Scott Dowell: Wesco helps to implement power technologies from the meter all the way through each piece of equipment, to automate the entire power distribution system. From electrical safety programs to low voltage communications to cutting edge Industrial IoT (IIoT) applications, we understand the nuances of electrical power systems.
This is especially critical as the landscape for how to best stay safe on the plant floor continues to evolve. For instance, OSHA recently put in place a new requirement (70B) which targets electrical equipment maintenance and specifically electrical switching. Built off the standard from the National Fire Protection Association (NFPA), the goal is to ensure that electrical switching mechanisms aren’t just in place but truly work the way in which they were designed. It’s about protecting the overall safety of the systems as well as the employees who work with them. While 70B was already a recommended practice, the newly minted requirement reinforces the importance of identifying electrical safety risks on the plant floor.
As manufacturers evaluate how to best achieve electrical power safety in their factories, many come to us to help replace or retrofit older technology. Smart metering is one example. By leveraging sensors, IoT technology, and data analytics, we can identify how and when power is being consumed so manufacturers can in turn leverage power consumption outside of peak times to create a much more sustainable flow of power. A byproduct of the newer systems is better safety for the employees as they aren’t forced to contend with outdated and potentially dangerous systems.

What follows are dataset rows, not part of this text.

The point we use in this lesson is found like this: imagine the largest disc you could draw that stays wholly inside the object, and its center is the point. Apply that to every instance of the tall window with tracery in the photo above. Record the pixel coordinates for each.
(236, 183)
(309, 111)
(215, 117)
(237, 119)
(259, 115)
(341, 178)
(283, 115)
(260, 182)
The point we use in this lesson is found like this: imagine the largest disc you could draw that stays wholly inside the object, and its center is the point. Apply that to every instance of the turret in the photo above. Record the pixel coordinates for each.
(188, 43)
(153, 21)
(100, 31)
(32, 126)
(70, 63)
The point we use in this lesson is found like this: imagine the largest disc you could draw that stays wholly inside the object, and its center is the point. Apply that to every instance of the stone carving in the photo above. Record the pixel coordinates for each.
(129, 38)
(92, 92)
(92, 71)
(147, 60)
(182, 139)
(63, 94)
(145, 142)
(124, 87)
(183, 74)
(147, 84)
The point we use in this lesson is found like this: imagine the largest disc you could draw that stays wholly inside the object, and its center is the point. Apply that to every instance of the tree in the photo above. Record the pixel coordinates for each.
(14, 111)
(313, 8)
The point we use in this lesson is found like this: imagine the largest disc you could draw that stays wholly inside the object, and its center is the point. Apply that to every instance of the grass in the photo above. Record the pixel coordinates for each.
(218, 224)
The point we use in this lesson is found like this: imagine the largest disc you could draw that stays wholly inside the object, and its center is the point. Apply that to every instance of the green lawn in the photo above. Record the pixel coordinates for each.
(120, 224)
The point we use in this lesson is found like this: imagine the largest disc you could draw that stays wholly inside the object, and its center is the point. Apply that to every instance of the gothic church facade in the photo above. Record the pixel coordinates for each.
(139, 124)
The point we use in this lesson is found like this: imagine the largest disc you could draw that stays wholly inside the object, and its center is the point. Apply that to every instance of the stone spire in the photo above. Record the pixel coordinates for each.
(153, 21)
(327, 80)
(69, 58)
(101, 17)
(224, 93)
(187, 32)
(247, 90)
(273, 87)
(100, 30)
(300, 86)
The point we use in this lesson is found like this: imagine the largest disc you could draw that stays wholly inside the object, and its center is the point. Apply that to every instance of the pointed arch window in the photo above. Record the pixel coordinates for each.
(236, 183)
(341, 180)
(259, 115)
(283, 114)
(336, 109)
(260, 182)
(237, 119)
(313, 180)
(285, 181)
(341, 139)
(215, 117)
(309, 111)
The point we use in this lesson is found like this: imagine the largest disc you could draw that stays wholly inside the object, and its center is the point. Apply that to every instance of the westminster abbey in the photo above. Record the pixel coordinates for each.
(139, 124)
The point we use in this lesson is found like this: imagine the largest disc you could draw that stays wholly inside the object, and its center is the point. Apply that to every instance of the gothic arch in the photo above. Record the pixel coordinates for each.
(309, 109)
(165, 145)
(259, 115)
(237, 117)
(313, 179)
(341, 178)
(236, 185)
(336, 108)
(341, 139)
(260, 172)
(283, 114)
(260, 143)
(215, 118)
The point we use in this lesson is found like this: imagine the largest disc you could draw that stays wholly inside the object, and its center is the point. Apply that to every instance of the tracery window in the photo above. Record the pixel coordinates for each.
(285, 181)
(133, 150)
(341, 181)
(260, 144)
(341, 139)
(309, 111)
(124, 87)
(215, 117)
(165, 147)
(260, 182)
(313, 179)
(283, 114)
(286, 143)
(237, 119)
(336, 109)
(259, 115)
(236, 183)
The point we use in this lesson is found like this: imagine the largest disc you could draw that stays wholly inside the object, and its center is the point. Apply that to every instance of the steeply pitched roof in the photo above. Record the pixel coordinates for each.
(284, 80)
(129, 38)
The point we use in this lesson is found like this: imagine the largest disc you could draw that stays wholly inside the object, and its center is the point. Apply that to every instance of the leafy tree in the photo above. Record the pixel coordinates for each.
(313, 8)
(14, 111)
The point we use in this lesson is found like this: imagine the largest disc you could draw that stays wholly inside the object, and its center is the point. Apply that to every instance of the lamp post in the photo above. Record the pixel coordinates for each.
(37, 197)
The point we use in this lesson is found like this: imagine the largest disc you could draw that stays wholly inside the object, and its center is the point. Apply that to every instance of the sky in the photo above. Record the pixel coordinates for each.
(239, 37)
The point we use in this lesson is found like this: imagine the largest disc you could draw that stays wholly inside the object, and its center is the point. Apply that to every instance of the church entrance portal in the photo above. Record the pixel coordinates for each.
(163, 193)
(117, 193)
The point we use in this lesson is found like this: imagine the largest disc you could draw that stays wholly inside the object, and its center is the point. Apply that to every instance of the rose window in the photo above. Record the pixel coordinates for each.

Justin Mitchell: We oversee the implementation of electrical safety programs and standard operating procedures. As online grocery shopping continues to gain popularity across the nation, the need for additional storage space becomes increasingly imperative. To address this, we propose expanding the freezer capacity in our manufacturing plants. This will enable us to augment the existing square footage of the freezer storage facilities. In doing so, we will be able to provide our customers with the highest quality products while ensuring efficient and effective storage solutions.
Question: How do you educate and train personnel to promote a safety culture when working with electrical systems?
Justin Mitchell: In-house training is held on at least a monthly basis and is open to employees. Training materials are maintained up to date with current industry/OSHA standards and in compliance with company guidelines. All employees are required to undergo training on at least an annual basis.